ERA’s engagements with consumers even extend to issues some regulators would deem too sensitive. It’s also not uncommon to find ERA experts in meetings with members of Uganda Manufacturers Association (UMA) at Lugogo discussing concerns relating to tariff hikes and vice versa. Such mutual interactions between the regulator and consumers like UMA (whose members consume up to 70% of the total power generated in Uganda) have for years enhanced good relationship and boosted confidence in the electricity supply sector.
The agency has also severally involved consumers in its licensing processes, with members of the public being invited to attend hearings from which views are gathered on granting requests made by potential generators, transmitters and distributors. Some of the recent hearings included one where members of the public aired out their views on applications by Umeme Limited, UEDCL, UEGCL and Eskom Uganda Limited for their 2020 tariff reviews at the December 2019 event held in Kampala. Several other hearings were decentralized to upcountry towns/districts like Hoima, Bunyangabu, Bushenyi, Kabarole, Kasese, Mitooma and Bundibugyo. There October 2019 public hearings related to the license application by the Uganda Energy Credit Capitalization Company (UECCC) seeking to be authorized to construct, generate and sell electricity from nine plants proposed in the same districts.
PRIDE OF AFRICA
ERA’s efforts in streamlining and promoting financial sustainability and efficiency in Uganda’s electricity supply sector have resulted into commendable achievements for President Yoweri Museveni’s government whose shinning record when it comes to implementing energy sector reforms remains envied by many peers on the African continent and elsewhere in the developing world.
The regulatory has, through prudent decision-making and interventions, greatly contributed to Uganda’s economic transformation story registered over the past two decades. This is so because electricity has been and remains one of the key infrastructural drivers of the last 20 years’ economy growth and transformation. Consequently, ERA’s excellence and high standards have been recognized at home and elsewhere on the African continent where fellow regulatory authorities benchmark on the success story that Uganda’s EI has been for the last 20 years. Bilateral and multilateral funders and partners have equally been proud to be associated and closely working with ERA in accelerating the necessary interventions aimed at strengthening the performance of Uganda’s energy sector. In November 2019 (for a second time in a row), the African Development Bank (AfDB) ranked Uganda’s Electricity Regulatory Framework number one in the Electricity Regulatory Index for Africa 2019.

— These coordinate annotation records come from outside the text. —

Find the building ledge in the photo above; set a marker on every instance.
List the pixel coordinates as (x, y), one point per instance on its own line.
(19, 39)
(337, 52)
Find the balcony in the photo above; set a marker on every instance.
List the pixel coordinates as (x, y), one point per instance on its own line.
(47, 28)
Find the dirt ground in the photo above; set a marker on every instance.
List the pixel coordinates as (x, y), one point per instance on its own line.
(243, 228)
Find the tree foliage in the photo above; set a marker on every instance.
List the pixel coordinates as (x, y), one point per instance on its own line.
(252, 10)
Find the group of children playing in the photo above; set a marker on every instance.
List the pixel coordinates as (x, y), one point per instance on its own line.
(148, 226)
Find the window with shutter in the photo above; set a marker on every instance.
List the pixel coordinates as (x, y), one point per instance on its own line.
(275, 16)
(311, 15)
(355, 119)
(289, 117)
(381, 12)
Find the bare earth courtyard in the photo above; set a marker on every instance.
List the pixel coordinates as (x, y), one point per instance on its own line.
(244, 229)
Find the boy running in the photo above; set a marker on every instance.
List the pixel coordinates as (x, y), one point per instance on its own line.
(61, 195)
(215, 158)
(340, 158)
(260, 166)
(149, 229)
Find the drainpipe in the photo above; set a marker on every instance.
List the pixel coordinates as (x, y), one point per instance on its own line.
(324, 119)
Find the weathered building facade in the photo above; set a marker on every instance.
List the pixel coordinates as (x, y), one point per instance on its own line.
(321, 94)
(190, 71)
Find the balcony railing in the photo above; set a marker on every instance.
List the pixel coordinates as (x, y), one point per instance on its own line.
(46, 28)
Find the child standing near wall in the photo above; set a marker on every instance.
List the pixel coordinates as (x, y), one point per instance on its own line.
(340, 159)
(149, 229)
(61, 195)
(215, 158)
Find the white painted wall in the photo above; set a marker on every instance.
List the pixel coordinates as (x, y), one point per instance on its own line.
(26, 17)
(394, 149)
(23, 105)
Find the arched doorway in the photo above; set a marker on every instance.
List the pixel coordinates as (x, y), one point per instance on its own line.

Weighed against international standards and best practices, the regulatory framework instituted by ERA scored 0.748 to emerge in the comfortable number one among the 34 countries that were ranked across the continent. The index (among others) measured ERA’s regulatory governance, implementation and regulatory outcomes. AfDB praised Eng Waako and her ERA team for formulating and efficiently implementing “Quality of Service and Supply Standards” which have enabled distribution companies to extend quality services to consumers. This basically is the reason why ERA has become a model on electricity regulation whose practices continue to be emulated by peers on the African continent (with some sister agencies elsewhere flying in their top executives for bench marking tours).